DanielLC comments on Comments on "When Bayesian Inference Shatters"? - Less Wrong Discussion
You are viewing a comment permalink. View the original post to see all comments and the full post content.
You are viewing a comment permalink. View the original post to see all comments and the full post content.
Comments (31)
The maximum of the absolute value of the log of the ratio between the probability of a given hypothesis on each prior. That is the log of the highest possible odds of a piece of evidence that brings you from one prior to the other.
I'm unclear on your terminology. I take a prior to be a distribution over distributions; in practice, usually a distribution over the parameters of a parameterised family. Let P1 and P2 be two priors of this sort, distributions over some parameter space Q. Write P1(q) for the probability density at q, and P1(x|q) for the probability density at x for parameter q. x varies over the data space X.

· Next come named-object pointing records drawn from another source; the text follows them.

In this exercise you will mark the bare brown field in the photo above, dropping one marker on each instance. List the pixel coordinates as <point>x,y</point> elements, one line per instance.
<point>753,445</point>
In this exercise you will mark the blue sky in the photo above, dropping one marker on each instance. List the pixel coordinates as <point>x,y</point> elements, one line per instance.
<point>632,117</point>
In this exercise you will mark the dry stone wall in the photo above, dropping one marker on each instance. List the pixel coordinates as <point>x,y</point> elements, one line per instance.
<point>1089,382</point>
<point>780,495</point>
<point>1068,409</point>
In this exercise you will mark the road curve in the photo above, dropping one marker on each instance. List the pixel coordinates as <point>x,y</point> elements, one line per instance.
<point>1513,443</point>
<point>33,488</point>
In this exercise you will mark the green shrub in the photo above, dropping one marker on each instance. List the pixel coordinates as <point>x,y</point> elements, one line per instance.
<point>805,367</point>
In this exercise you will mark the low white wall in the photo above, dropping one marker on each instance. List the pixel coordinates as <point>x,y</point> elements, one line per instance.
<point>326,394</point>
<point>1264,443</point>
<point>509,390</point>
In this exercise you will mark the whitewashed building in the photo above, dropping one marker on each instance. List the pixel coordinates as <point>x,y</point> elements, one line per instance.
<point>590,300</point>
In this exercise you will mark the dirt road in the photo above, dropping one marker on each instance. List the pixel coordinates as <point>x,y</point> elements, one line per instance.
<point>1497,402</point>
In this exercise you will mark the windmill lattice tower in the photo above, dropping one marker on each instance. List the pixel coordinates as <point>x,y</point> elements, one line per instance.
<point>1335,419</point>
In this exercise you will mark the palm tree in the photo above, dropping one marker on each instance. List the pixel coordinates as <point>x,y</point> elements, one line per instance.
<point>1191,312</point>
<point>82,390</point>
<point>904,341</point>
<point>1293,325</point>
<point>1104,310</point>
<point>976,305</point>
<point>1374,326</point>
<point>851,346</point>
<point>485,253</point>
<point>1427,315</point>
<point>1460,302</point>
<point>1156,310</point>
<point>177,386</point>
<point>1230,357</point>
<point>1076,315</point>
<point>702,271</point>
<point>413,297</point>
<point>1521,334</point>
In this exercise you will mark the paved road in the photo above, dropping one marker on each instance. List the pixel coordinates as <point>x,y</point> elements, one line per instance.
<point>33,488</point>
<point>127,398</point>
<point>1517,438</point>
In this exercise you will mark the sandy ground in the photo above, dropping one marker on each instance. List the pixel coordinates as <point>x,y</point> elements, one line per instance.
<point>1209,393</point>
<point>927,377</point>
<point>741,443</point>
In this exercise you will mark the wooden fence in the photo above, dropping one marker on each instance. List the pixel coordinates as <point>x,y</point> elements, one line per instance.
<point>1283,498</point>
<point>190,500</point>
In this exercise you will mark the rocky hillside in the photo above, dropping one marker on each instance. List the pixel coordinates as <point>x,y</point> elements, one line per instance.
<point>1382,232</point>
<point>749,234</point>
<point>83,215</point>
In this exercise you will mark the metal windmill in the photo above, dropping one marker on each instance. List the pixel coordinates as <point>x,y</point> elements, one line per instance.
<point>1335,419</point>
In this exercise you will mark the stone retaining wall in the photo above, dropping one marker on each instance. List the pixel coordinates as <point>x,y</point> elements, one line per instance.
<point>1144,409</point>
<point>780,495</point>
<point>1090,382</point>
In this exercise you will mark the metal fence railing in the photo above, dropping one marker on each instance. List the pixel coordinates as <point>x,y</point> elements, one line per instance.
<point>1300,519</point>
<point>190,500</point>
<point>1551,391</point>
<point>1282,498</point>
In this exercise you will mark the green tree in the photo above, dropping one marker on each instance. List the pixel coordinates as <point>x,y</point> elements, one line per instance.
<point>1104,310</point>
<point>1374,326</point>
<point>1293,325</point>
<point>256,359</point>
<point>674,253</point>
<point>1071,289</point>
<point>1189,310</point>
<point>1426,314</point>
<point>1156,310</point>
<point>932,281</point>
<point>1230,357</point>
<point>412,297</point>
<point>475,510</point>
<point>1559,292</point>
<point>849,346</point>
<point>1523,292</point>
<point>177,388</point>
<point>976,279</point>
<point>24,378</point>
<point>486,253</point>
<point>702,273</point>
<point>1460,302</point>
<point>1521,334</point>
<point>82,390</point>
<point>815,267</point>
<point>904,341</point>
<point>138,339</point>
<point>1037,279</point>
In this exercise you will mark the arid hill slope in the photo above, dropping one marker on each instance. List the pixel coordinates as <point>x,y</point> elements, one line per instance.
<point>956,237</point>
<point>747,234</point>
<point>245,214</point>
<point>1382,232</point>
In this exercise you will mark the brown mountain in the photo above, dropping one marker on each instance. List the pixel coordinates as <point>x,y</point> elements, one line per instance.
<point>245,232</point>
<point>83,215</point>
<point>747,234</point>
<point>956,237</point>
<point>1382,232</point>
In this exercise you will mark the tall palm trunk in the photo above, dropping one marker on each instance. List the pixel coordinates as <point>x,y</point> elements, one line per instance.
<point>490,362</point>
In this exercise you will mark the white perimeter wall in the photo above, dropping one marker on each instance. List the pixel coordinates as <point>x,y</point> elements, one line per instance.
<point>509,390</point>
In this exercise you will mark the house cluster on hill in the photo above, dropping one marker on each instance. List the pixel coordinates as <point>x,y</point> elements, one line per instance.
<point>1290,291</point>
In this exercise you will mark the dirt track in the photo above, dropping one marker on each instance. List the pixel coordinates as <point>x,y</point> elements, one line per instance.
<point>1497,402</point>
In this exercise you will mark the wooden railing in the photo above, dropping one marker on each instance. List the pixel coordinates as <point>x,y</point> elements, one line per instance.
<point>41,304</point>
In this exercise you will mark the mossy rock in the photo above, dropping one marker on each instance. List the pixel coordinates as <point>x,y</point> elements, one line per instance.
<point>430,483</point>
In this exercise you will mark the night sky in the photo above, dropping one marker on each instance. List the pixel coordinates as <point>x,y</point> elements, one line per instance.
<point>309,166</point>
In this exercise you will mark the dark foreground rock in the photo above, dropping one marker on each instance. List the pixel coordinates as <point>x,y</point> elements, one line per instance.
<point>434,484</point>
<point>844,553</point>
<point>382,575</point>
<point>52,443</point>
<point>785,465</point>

Is the distance measure you are proposing max_{q in Q} abs log( P1(q) / P2(q) )?
Or is it max_{q in Q,x in X} abs log( P1(x|q) / P2(x|q) )?
Or max_{q in Q,x in X} abs log( (P1(q)P1(x|q)) / (P2(q)P2(x|q)) )?
Or something else?
A distribution over distributions just becomes a distribution. Just use P(x) = integral_{p} P(x|q)P(q)dq. The distance I'm proposing is max_x abs log(P1(x) / P2(x)) = max_x abs (log(integral_{p} P1(x|q) P1(q) dq) - integral_p P2(x|q) P2(q) dq)).
I think it might be possible to make this better. If Alice and Bob both agree that x is unlikely, then both disagreeing about the probability seems like less of a problem. For example, if Alice thinks it's one-in-a-million, and Bob think it's one-in-a-billion, then Alice would need a thousand-to-one evidence ratio to believe what Bob believes which means that that piece of evidence has a one-in-a-thousand chance of occurring, but since it only has a one-in-a-million chance of being needed, that doesn't matter much. It seems like it would only make a one-in-a-thousand difference. If you do it this way, it would need to be additive, but the distance is still at most the metric I just gave.
The metric for this would be:
integral_x log(max(P1(x), P2(x)) max(P1(x) / P2(x), P2(x) / P1(x)))
= integral_x log(max(P1^2(x) / P2(x), P2^2(x) / P1(x)))